By then, Rev. Constance Chandler-Ward was the Wellesley College chaplain. In 1990, she delivered the invocation at the ceremony when then-first lady Barbara Bush delivered the commencement address.

“Help us, oh God, who is love itself, to love ourselves and our connection to each other beyond the limits of race, class, age, sexual preference, and culture, and guide us through the farewells and the completion of this cycle to approach with deep hope whatever is next for us,” Rev. Chandler-Ward said that day.

What was next for her was Greenfire and a move to Tenants Harbor, where Suzanne Chambliss Neil became her longtime partner. Neil died in December 2013.

“For the first time in my life I’m alone, following the death of my partner two years ago,” Rev. Chandler-Ward said in the Women’s Older Wisdom interview. “I find the gift of living alone allows me to be undisturbed. Without the presence of another I am expanding in a new way. There is no one to reflect back to me, so a new aspect of my life is opening.”

A service has been held for Rev. Chandler-Ward, who in addition to her daughter Sarah and brother David leaves her other daughter, Jennifer Chandler-Ward of Cambridge; a sister, Marjorie Chandler of Oxford, England; two other brothers, Hugh Chandler of Urbana, Ill., and Christopher Chandler of Chicago; and three grandchildren.

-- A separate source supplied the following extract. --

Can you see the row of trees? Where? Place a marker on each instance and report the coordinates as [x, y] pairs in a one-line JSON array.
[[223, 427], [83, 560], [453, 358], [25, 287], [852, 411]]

Rev. Chandler-Ward, participated in church choirs, played instruments, and performed with choral groups in Maine. A lifelong artist, she moved from medium to medium, painting in oils and acrylics and, in Maine, creating sculptures from sea glass and driftwood. She also made a prayer shawl that was used as the altar cloth at her memorial service.

In her poem about aging, she wrote:

Now I am old.

Now I have no use for protection.

I feel most of all what has been feared and refused.

From my heart’s isolated chambers there flows ache and gratitude.

Together they melt into a strange love.